The Oregon black truffles were a disappointment – they were not clearly discernible in either white or milk chocolates, and only faintly discernible in the dark chocolate, though it did provide a bright berry note. Since this is the second time I’ve tried truffles, with the same result, I don’t think I’ll trial them again. The results didn’t taste bad or anything – just gets overpowered by the chocolate.

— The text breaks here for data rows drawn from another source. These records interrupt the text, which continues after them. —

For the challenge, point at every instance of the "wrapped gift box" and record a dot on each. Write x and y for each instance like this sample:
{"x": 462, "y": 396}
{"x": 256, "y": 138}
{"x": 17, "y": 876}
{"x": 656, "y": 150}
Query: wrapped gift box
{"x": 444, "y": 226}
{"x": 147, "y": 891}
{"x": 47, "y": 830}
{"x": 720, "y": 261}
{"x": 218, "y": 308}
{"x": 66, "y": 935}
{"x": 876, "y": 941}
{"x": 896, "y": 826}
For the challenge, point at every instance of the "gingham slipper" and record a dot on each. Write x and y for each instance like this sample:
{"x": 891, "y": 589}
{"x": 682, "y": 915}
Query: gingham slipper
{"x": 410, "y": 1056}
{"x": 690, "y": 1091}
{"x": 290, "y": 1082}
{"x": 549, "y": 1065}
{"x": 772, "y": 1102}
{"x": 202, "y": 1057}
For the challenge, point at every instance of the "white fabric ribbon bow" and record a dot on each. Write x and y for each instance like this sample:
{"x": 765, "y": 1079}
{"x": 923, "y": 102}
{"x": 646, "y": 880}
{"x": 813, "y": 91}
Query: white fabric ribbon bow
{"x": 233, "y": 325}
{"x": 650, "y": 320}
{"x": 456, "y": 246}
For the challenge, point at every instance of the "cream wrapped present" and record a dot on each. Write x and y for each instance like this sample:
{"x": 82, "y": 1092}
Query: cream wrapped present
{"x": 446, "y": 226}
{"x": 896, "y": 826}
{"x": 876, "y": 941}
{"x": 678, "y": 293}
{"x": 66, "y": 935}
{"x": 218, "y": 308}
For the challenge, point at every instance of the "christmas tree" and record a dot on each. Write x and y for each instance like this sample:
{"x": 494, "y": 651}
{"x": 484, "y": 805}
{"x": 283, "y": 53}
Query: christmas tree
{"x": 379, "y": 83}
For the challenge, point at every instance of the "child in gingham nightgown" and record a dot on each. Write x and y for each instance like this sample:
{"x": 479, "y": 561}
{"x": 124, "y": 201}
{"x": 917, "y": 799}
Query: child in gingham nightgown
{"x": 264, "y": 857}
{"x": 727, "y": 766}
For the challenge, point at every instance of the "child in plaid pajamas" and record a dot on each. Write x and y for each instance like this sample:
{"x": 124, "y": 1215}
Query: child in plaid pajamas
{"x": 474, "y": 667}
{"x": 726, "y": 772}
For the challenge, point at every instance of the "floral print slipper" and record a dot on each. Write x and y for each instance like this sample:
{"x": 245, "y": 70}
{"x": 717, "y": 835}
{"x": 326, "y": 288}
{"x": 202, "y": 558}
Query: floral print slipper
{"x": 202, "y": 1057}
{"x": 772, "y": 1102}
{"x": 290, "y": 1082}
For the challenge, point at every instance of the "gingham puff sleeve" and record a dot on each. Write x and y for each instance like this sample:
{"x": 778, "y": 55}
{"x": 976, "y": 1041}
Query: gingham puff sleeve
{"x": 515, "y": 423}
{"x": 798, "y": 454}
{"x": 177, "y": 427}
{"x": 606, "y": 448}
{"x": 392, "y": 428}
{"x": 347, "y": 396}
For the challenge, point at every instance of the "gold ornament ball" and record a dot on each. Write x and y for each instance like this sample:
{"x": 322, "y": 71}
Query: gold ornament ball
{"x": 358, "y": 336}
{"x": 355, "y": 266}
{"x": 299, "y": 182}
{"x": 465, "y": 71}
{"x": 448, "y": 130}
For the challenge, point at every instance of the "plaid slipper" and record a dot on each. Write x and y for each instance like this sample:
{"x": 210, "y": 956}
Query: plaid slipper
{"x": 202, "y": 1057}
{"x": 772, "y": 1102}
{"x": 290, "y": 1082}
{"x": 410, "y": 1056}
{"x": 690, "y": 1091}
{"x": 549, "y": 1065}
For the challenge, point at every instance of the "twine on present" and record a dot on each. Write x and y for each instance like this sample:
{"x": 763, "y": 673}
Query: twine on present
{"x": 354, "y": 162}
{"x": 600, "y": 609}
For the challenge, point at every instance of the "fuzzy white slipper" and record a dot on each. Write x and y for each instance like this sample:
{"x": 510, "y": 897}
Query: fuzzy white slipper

I have also received four books that are adding to my totally-wiredness! The first two are digital photography books that Daryl Lancaster recommended in Weavezine – books on photographing crafts/textiles. But the second two! I think I’ve died and gone to Heaven. The first is Chocolates and Confections, which is the textbook the Culinary Institute of America uses to teach its course on, well, chocolates and confections; the second is Fine Chocolates: Great Experience by Jean Pierre Wybauw, who I think heads up a department at Callebaut chocolates. Both are textbooks that provide ALL the details on how to make virtually every type of candy. (I particularly intend to peruse their fudge section, and of course the truffle/bonbon pages.) I plan to read them both cover to cover – though I may have to make the time, since I have so much going on already!
Lastly, I had the pleasure of meeting Syne Mitchell, editor of WeaveZine, today. We have a lot in common, and it was a lot of fun to talk to her. Hopefully we’ll meet again in the near future!